Une vie pour une rose

Molly Dreams

...Les fleurs souffrent sous le ciseau, Et se ferment ainsi que des paupières closes ; Toutes les femmes sont teintes du sang des roses ; La vierge au bal, qui danse, ange aux fraîches couleurs...

Dans la mythologie gréco-romaine, nous devons la naissance de la rose à Flore, déesse des fleurs et du printemps. Quant à la naissance de sa couleur rouge, de nombreux mystères subsistent.      

Une légende veut que sa teinte soit née des joues rougissantes de Vénus, déesse de l'amour, de la séduction et de la beauté. Surprise dans son bain par Jupiter, dieu de la Terre et du ciel, c'est alors qu'elle rougit et que la rose l'imita. Sa couleur pourrait aussi être le fruit d'une histoire dramatique entre Vénus et son amant Adonis. C'est lorsque ce dernier fut menacé par Mars, dieu de la guerre, que Vénus vola à son secours et s'écorcha sur les épines d'un rosier blanc, colorant les roses de son sang.

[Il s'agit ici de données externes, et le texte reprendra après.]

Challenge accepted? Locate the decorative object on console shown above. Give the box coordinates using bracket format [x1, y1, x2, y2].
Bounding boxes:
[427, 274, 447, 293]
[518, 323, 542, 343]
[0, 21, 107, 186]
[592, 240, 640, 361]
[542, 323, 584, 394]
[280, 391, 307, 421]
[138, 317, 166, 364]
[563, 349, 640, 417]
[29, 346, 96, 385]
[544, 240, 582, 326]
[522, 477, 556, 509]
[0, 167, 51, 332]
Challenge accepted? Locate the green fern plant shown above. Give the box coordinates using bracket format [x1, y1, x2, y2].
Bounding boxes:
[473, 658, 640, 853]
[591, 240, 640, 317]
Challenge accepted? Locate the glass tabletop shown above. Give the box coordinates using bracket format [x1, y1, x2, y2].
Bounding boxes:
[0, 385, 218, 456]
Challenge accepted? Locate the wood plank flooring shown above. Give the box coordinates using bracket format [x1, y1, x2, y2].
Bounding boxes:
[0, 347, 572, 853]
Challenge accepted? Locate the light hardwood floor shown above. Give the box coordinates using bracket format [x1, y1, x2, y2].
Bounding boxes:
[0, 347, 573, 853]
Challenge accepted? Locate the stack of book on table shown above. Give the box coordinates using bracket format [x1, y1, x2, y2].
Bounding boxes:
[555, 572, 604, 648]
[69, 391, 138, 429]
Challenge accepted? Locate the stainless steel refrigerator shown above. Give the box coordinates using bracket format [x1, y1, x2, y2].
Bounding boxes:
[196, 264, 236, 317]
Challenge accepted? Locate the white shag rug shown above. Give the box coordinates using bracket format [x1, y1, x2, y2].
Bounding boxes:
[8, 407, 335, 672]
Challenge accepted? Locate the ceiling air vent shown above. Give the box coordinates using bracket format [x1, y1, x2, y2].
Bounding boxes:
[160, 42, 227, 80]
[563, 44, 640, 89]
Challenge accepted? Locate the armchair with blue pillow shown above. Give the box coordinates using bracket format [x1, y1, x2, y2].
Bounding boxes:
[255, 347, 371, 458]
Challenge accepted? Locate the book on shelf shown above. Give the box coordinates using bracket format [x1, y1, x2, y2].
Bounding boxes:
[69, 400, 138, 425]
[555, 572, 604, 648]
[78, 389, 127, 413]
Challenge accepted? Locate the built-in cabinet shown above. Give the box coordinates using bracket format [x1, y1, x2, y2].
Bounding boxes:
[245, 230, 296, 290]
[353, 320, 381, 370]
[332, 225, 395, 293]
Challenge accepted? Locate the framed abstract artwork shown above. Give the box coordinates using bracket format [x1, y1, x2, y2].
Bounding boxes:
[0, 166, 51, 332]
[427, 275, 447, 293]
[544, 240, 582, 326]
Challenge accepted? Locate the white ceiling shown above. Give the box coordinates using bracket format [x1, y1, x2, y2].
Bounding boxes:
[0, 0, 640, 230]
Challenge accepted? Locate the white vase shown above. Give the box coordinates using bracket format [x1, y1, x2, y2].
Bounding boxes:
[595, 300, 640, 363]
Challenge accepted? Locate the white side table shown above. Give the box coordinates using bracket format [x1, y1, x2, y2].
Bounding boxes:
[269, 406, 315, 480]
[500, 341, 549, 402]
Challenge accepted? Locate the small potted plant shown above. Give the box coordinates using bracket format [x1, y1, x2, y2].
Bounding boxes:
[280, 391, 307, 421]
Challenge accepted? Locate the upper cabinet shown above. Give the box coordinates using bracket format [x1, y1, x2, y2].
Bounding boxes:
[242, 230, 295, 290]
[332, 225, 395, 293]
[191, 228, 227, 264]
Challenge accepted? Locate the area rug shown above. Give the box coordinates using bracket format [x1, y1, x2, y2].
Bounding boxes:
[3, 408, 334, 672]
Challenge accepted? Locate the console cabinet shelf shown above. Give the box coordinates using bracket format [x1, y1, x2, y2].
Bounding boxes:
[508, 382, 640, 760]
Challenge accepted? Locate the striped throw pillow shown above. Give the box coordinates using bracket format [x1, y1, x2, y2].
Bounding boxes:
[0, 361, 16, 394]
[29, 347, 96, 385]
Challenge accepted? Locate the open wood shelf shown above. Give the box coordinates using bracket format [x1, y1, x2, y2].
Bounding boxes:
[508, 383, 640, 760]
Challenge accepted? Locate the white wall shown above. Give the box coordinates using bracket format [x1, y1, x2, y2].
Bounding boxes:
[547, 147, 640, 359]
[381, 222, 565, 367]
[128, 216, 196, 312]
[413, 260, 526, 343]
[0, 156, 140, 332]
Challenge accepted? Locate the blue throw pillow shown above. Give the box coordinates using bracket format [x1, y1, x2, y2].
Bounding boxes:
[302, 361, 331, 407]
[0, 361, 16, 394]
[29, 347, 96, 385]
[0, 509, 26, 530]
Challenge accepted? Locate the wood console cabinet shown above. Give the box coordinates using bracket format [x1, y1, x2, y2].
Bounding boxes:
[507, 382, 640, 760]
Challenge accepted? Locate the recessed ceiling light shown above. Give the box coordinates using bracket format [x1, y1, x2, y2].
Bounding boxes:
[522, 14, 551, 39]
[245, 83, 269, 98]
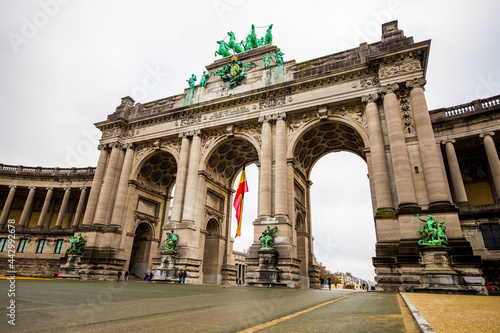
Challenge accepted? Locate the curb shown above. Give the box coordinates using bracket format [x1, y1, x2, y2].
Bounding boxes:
[399, 292, 436, 333]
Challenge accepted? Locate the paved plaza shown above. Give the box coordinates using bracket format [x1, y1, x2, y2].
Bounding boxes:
[0, 279, 500, 332]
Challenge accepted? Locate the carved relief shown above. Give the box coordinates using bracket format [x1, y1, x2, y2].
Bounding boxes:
[378, 59, 421, 78]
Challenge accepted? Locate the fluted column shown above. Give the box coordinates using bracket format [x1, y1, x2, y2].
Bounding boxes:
[82, 145, 108, 227]
[362, 94, 394, 210]
[54, 187, 71, 229]
[19, 187, 36, 227]
[182, 131, 201, 222]
[442, 140, 468, 205]
[479, 132, 500, 197]
[36, 187, 54, 228]
[93, 142, 122, 225]
[71, 187, 87, 228]
[274, 113, 288, 218]
[111, 144, 134, 226]
[170, 133, 191, 223]
[381, 84, 417, 207]
[0, 185, 17, 229]
[259, 117, 273, 219]
[406, 78, 450, 206]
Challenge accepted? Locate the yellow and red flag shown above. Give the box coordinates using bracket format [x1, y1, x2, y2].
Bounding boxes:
[233, 166, 248, 238]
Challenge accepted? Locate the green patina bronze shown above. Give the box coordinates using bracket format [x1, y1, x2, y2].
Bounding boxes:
[68, 233, 87, 254]
[212, 56, 257, 88]
[259, 226, 278, 250]
[164, 230, 179, 251]
[263, 53, 273, 69]
[200, 71, 210, 88]
[417, 214, 448, 247]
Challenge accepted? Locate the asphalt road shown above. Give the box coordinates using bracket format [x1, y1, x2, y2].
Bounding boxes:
[0, 280, 404, 332]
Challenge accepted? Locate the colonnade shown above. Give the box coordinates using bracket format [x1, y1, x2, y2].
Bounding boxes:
[0, 185, 87, 229]
[362, 79, 500, 211]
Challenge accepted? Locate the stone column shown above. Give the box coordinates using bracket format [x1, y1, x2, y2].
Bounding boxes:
[54, 187, 71, 229]
[170, 133, 190, 223]
[19, 187, 36, 227]
[406, 78, 450, 206]
[259, 117, 273, 219]
[111, 143, 134, 226]
[0, 185, 17, 229]
[63, 200, 76, 229]
[442, 140, 468, 205]
[381, 84, 417, 208]
[82, 145, 108, 227]
[274, 112, 288, 219]
[71, 187, 87, 228]
[362, 94, 394, 210]
[479, 132, 500, 198]
[90, 142, 122, 225]
[182, 131, 201, 223]
[36, 187, 54, 229]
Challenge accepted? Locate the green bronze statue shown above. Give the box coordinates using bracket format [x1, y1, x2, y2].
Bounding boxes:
[200, 71, 210, 88]
[164, 230, 178, 251]
[68, 233, 87, 254]
[186, 74, 196, 90]
[227, 31, 243, 53]
[271, 49, 285, 67]
[263, 53, 273, 69]
[259, 226, 278, 250]
[417, 214, 448, 247]
[215, 40, 231, 57]
[265, 24, 273, 45]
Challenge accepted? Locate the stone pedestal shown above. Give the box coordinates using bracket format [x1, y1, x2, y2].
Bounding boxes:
[413, 246, 476, 295]
[153, 250, 179, 283]
[59, 253, 82, 280]
[248, 249, 286, 287]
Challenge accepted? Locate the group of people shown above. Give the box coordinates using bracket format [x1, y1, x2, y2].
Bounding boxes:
[179, 271, 187, 284]
[116, 271, 128, 283]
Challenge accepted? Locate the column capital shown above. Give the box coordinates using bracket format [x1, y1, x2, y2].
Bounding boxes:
[479, 132, 495, 139]
[441, 139, 457, 145]
[122, 142, 136, 150]
[361, 93, 379, 103]
[380, 83, 399, 95]
[406, 77, 427, 90]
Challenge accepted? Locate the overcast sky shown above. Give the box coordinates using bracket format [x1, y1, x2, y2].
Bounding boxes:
[0, 0, 500, 279]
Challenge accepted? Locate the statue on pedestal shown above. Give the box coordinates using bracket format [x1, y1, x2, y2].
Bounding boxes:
[417, 214, 448, 247]
[68, 233, 87, 254]
[259, 226, 278, 250]
[164, 230, 178, 251]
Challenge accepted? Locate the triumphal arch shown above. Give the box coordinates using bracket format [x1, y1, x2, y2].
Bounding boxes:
[0, 21, 500, 290]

Et si nous devions cette légende à Cupidon, dieu de l'amour ? Ce serait en renversant malencontreusement son verre de vin sur elle que la rose prit sa couleur rouge passion, rouge sang.


Sept…

Certains y verront les sept jours de la semaine ou bien les sept nains dans le conte Blanche-Neige, le nombre de tomes d'Harry Potter,le jeu des 7 familles, les sept ans de malheur auxquels nous devons faire face lorsque l'on casse un miroir. D'autres y verront les sept péchés capitaux, les sept signes du zodiaque, les sept planètes, les sept couleurs de l'arc-en-ciel, les sept notes de musique, les sept merveilles du monde, les sept étapes du deuil, le septième ciel, le septième art.

 

Moi, je vois avant tout la rose et ses sept pétales, signe de perfection, d'ordre, et d'accomplissement. Elle est avant tout, beauté, mais rappelle aussi le temps qui s'écoule et qui s'égraine, cette beauté qui se fane tout en laissant tomber ses pétales.           
 
Un chiffre. Quatre lettres. Des symboliques.

Sept…

 

~ Lorsque le blanc rencontre le noir ~


13 mai 2013.  

J'erre dans la ville. Laval est bien trop grand pour les âmes esseulées et pourtant le soleil est au rendez-vous. Je peine à me déplacer,  je m'aventure alors dans une toute petite ruelle située à quelques mètres de la gare. Il n'est jamais bon de se faire licencier en cette période des plus rudes. Je distingue un nouveau lieu, que cela peut-il bien être ? un magasin ? un hôtel ? L'éclairage extérieur est tamisé rendant cet endroit à la fois mystique et secret. J'entends de la musique parvenir à mes oreilles, du jazz. En m'approchant, je distingue un nom gravé sur cette façade : La vie en rose, cela est de plus en plus mystérieux, je me décide à entrer, fébrilement, craintivement. La porte extérieure est ouverte, je pénètre dans un sas d'entrée qui n'est pas des plus chaleureux. La pièce est très étroite, dotée d'un carrelage blanc m'évoquant ces cuisines scolaires, un lieu à la fois froid et glacial. L'intérieur est cosy, quelques tables bordeaux 

y sont disposées et sur ma gauche se trouve un bar en marbre blanc. Au centre, se tient un piano majestueux couleur crème, la lumière rosâtre rend l'endroit accueillant et intime. Je perçois sous les combles un second étage, une mezzanine où d'autres tables ont pris place, me voici dans un autre monde, hors du temps. Je suis accueillie les bras grands ouverts par un homme d'une cinquantaine d'années. Une silhouette athlétique, environ un mètre quatre-vingt, légèrement dégarni, sa voix rauque et cassée me fait instantanément frémir. Je comprends tout de suite que cet homme est le gérant des lieux. Mon instinct m'amène à penser que derrière ce physique robuste doit se cacher une personnalité des plus attendrissantes.

 

Intriguée par ce décor doux et harmonieux, je prends place au bar. Un jeune serveur se présente à moi puis prend ma commande. Mojito commandé, j'observe le monde qui m'entoure, je suis en fascination devant cet univers convivial. Ce décor est digne d'un théâtre, la mise en scène est précise, méticuleuse et le piano est la pièce maîtresse. Chaque scène a son importance, chaque être a un rôle bien défini, sans le savoir, le public est bien plus que spectateur, il est acteur. Je viens subitement de retrouver mes yeux d'enfant, mes rêves de petite fille. Je pourrais passer des heures à regarder ce spectacle, des heures le regard figé vers la lumière, mais au moment le plus inattendu une péripétie vient me sortir de mes songes.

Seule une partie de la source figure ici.